The exhibition, a 10-person group show titled “Hapax Legomena” at Mercer Union, translates to “things that occur only once” and refers to a series of films of the same name by the artist Hollis Frampton. Curated by Yoann Gourmel and Elodie Royer this exhibition seems to begin in mid-sentence, follows many different paths and connects to other artists, places and art historical pasts. Benoît-Marie Moriceau’s work comprises ordinary objects, such as a billiard ball, film canister or bottle. According to the exhibition’s guide, each object carries some special significance and a curious (perhaps even fictional) history. (Was the bottle really bought in 1941, at the current location of Mercer Union?) Installed behind highly reflective glass in the gallery’s windows, these objects remain hidden until they are momentarily illuminated by small overhead lights set on timers. Limited to these brief exposures, things occur once and then, after a short time, they occur again. By infusing breaks and stoppages, the work in this exhibition emerges as a series of unique events, allowing for an exploration of the subtle ways in which things change and morph, even when they do not seem to change at all. For example, Raisonné of Rhombicuboctahedra, 2012, catalogues Raphaël Zarka’s ongoing photographic collection of streetlights, architectural elements and other common, everyday objects that are found in the geometrical shape of a rhombicuboctahedron. Meanwhile, Benoît Maire investigates how disparate objects can strangely coexist in the multi-piece installation Arma Ohne Warum, 2012, which includes a number of works on plinths, a video and a wall piece. The latter presents a suspended, broken, carpenter’s wooden folding ruler that snakes diagonally across the wall, with a photograph of a plant extending from its stem, covered with layers of broken sheets of glass. The artist encourages the inanimate and the organic to expand into one another; he elicits loose collaborations locked into delicate oppositions. Within the installation, we find various other measuring tools, which have been altered, broken or dislodged from their normal use. Yet they still measure, just like an artwork still functions as an artwork even when appearing as a non-functional object.

“Hapax Legomena,” installation view, Mercer Union, Toronto, September 14 to October 20, 2012. Courtesy Mercer Union Centre for Contemporary Art, Toronto. Photograph: Toni Hafkenscheid

Mark Geffriaud’s work Shelter (Contrechamp), 2012, seems to be nothing more than a functional object: a light switch located innocuously between the two spaces of the gallery, which, when pressed, changes the light configuration from the standard gallery fluorescents and spots to hanging globe lights. The exchange of lights can, in itself, completely alter the functioning of a room, as when lights dim at the cinema; here, the exhibition itself flickers like an old projector. This work not only reactivates the space, it converts the space, from art into real life and back to art again. Shelter is part of a series of site-specific installations of windows, stairs and other components of a home that the artist will eventually build for himself and his family.

Julien Crépieux’s work also makes use of the relationship between the space of an artwork and a domestic space. The black and white film, Microfilm, 2012, presents television monitors constantly repositioned within the confines of an empty house, which together screen the entire film Pickup on South Street, 1953. In Crépieux’s version, every cut, every camera angle of the original film is emulated. When the original film presents a figure standing in a brightly lit space near a window, in Microfilm the monitor on which this scene is shown is itself positioned beside a window in the attic of the house.
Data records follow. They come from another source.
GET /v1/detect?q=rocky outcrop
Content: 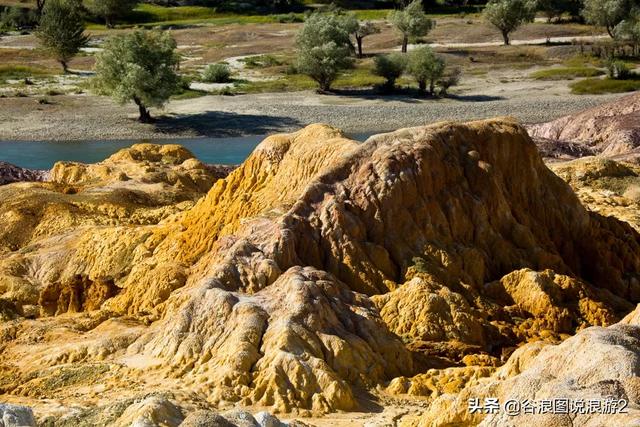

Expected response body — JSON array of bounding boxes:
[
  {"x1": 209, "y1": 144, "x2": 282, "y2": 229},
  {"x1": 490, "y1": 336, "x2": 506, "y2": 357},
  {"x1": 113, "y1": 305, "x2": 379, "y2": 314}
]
[
  {"x1": 528, "y1": 92, "x2": 640, "y2": 160},
  {"x1": 550, "y1": 157, "x2": 640, "y2": 231},
  {"x1": 113, "y1": 396, "x2": 184, "y2": 427},
  {"x1": 413, "y1": 307, "x2": 640, "y2": 426},
  {"x1": 50, "y1": 143, "x2": 217, "y2": 193},
  {"x1": 36, "y1": 395, "x2": 291, "y2": 427},
  {"x1": 0, "y1": 403, "x2": 36, "y2": 427},
  {"x1": 0, "y1": 162, "x2": 47, "y2": 186},
  {"x1": 0, "y1": 143, "x2": 221, "y2": 255},
  {"x1": 131, "y1": 266, "x2": 413, "y2": 414},
  {"x1": 0, "y1": 120, "x2": 639, "y2": 421}
]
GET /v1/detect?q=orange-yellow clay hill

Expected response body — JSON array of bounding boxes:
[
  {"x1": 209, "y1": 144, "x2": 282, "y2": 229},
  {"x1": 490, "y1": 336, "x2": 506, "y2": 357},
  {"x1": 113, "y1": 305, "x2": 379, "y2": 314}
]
[{"x1": 1, "y1": 116, "x2": 640, "y2": 426}]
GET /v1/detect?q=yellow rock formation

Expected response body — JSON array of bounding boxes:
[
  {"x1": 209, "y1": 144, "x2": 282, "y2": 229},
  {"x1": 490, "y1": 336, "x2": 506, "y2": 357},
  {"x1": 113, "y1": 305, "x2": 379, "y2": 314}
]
[{"x1": 1, "y1": 120, "x2": 639, "y2": 423}]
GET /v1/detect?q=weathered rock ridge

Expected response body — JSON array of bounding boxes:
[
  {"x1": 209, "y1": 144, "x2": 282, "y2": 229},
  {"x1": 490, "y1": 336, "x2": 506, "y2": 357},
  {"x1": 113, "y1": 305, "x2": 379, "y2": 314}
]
[
  {"x1": 550, "y1": 157, "x2": 640, "y2": 232},
  {"x1": 528, "y1": 92, "x2": 640, "y2": 161},
  {"x1": 411, "y1": 307, "x2": 640, "y2": 426},
  {"x1": 0, "y1": 120, "x2": 639, "y2": 423}
]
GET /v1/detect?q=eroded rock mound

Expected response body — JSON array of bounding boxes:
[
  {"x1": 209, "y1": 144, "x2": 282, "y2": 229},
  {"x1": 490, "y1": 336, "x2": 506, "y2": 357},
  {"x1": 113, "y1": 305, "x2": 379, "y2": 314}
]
[
  {"x1": 279, "y1": 121, "x2": 640, "y2": 299},
  {"x1": 0, "y1": 143, "x2": 222, "y2": 255},
  {"x1": 50, "y1": 143, "x2": 216, "y2": 193},
  {"x1": 0, "y1": 120, "x2": 639, "y2": 422},
  {"x1": 131, "y1": 266, "x2": 412, "y2": 414}
]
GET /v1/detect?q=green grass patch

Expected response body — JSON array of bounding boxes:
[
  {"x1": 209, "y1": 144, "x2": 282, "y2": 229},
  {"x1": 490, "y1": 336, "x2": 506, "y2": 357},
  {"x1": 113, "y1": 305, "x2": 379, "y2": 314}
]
[
  {"x1": 351, "y1": 9, "x2": 392, "y2": 20},
  {"x1": 563, "y1": 54, "x2": 604, "y2": 68},
  {"x1": 171, "y1": 88, "x2": 209, "y2": 100},
  {"x1": 334, "y1": 66, "x2": 385, "y2": 88},
  {"x1": 0, "y1": 65, "x2": 53, "y2": 83},
  {"x1": 570, "y1": 77, "x2": 640, "y2": 94},
  {"x1": 107, "y1": 4, "x2": 305, "y2": 27},
  {"x1": 241, "y1": 54, "x2": 284, "y2": 69},
  {"x1": 530, "y1": 66, "x2": 604, "y2": 80},
  {"x1": 239, "y1": 74, "x2": 316, "y2": 93}
]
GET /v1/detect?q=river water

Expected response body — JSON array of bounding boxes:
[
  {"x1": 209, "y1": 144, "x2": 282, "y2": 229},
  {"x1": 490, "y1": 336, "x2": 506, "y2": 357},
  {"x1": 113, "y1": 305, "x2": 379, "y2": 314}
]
[{"x1": 0, "y1": 133, "x2": 376, "y2": 170}]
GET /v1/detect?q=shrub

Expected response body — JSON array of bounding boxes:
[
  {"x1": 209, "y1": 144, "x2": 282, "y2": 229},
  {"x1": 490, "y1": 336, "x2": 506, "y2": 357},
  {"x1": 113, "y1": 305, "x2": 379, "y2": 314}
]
[
  {"x1": 374, "y1": 53, "x2": 407, "y2": 91},
  {"x1": 203, "y1": 63, "x2": 232, "y2": 83},
  {"x1": 284, "y1": 64, "x2": 298, "y2": 75},
  {"x1": 407, "y1": 46, "x2": 445, "y2": 95},
  {"x1": 607, "y1": 60, "x2": 632, "y2": 79},
  {"x1": 437, "y1": 67, "x2": 461, "y2": 96}
]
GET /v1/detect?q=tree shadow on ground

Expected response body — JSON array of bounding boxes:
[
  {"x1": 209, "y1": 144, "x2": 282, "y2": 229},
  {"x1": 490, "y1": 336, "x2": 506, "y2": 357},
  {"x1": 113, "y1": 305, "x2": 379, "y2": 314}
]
[
  {"x1": 447, "y1": 94, "x2": 505, "y2": 102},
  {"x1": 154, "y1": 110, "x2": 302, "y2": 137},
  {"x1": 329, "y1": 88, "x2": 505, "y2": 103},
  {"x1": 329, "y1": 87, "x2": 427, "y2": 103}
]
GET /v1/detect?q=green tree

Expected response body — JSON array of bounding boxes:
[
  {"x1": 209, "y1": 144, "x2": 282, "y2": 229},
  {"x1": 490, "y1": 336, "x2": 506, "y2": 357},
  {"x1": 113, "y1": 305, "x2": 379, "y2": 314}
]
[
  {"x1": 483, "y1": 0, "x2": 536, "y2": 45},
  {"x1": 582, "y1": 0, "x2": 633, "y2": 38},
  {"x1": 389, "y1": 0, "x2": 435, "y2": 53},
  {"x1": 85, "y1": 0, "x2": 139, "y2": 28},
  {"x1": 295, "y1": 12, "x2": 354, "y2": 92},
  {"x1": 616, "y1": 16, "x2": 640, "y2": 40},
  {"x1": 406, "y1": 46, "x2": 445, "y2": 95},
  {"x1": 93, "y1": 30, "x2": 180, "y2": 123},
  {"x1": 374, "y1": 53, "x2": 407, "y2": 91},
  {"x1": 537, "y1": 0, "x2": 581, "y2": 22},
  {"x1": 615, "y1": 15, "x2": 640, "y2": 54},
  {"x1": 353, "y1": 20, "x2": 381, "y2": 58},
  {"x1": 35, "y1": 0, "x2": 88, "y2": 73}
]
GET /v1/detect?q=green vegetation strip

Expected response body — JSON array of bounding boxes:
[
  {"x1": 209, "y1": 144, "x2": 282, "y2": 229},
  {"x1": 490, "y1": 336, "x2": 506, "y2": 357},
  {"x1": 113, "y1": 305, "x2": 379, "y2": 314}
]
[
  {"x1": 530, "y1": 67, "x2": 604, "y2": 80},
  {"x1": 0, "y1": 65, "x2": 53, "y2": 83},
  {"x1": 82, "y1": 4, "x2": 465, "y2": 29},
  {"x1": 570, "y1": 78, "x2": 640, "y2": 94}
]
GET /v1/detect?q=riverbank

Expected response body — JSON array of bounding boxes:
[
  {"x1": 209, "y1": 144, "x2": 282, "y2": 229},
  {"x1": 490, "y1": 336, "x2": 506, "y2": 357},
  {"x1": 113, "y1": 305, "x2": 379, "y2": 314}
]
[{"x1": 0, "y1": 90, "x2": 629, "y2": 141}]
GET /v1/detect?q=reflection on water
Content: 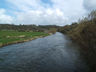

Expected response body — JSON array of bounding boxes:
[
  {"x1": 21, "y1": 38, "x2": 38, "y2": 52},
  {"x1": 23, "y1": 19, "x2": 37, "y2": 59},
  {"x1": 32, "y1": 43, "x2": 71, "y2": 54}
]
[{"x1": 0, "y1": 32, "x2": 88, "y2": 72}]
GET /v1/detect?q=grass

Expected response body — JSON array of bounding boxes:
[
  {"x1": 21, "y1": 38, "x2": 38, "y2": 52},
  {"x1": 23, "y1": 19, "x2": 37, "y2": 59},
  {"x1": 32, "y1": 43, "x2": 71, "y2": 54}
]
[
  {"x1": 0, "y1": 31, "x2": 49, "y2": 47},
  {"x1": 67, "y1": 21, "x2": 96, "y2": 72}
]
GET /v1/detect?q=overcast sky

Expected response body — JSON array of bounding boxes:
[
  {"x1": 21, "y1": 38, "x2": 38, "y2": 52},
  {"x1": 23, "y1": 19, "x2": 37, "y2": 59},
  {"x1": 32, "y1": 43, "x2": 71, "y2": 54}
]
[{"x1": 0, "y1": 0, "x2": 96, "y2": 26}]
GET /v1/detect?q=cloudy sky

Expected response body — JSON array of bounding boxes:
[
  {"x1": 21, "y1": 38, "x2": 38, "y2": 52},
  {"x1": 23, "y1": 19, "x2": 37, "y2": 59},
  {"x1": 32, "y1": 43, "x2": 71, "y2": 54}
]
[{"x1": 0, "y1": 0, "x2": 96, "y2": 26}]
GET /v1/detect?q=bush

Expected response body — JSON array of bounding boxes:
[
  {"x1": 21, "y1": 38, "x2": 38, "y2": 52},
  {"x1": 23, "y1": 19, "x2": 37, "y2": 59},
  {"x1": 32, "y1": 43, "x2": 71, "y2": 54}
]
[{"x1": 59, "y1": 10, "x2": 96, "y2": 72}]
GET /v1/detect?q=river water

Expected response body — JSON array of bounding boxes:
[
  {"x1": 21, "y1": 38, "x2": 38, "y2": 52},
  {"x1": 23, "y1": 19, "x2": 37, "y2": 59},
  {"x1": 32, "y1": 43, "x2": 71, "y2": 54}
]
[{"x1": 0, "y1": 32, "x2": 88, "y2": 72}]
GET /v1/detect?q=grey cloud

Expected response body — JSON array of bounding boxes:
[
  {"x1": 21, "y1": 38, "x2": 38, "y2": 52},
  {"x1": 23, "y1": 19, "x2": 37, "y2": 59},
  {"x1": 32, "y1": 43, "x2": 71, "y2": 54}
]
[{"x1": 83, "y1": 0, "x2": 96, "y2": 11}]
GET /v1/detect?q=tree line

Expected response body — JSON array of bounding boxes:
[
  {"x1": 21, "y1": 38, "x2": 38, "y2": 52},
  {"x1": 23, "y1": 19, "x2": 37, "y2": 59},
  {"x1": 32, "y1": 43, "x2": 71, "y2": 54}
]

As the film’s camera cuts back and forth between two characters immersed in a heated discussion, so too does Crépieux’s camera, between two opposing monitors. One may lose sight of the narrative of the film and follow instead what is usually hardly visible: the very specific and deliberate formal language of film, as if one were given special insight into seeing what a cinematographer sees. Throughout, the presence of the empty house is inescapable, and this not only frames the film’s whole domain but becomes that uncomfortable other object, which does not fully fit into the artist’s predefined conditions. The viewer no longer just watches a double articulation; there are moments and instances where something slips out of this bind, where they no longer fit into this system. The strength of this exhibition lies in how each work is a transition to another work, to another reality, and at the same time is able to transmit something of its own being, of its potentiality; where each work becomes like a looking glass, an apparatus to something else. In the case of Crépieux’s work, this series of transmissions finds its way to us, the no longer passive viewer sitting in a gallery’s screening room; our eyes, like the third camera, view the film within the film, participate in the film. As someone flips the switch and light starts to creep into the room, you may overhear a whisper, “you know this building that Mercer Union now occupies, well, it used to be a cinema.” ❚

“Hapax Legomena” was exhibited at Mercer Union Centre for Contemporary Art, Toronto, from September 14 to October 20, 2012.

Wojciech Olejnik is a multidisciplinary artist who currently lives and works in Toronto.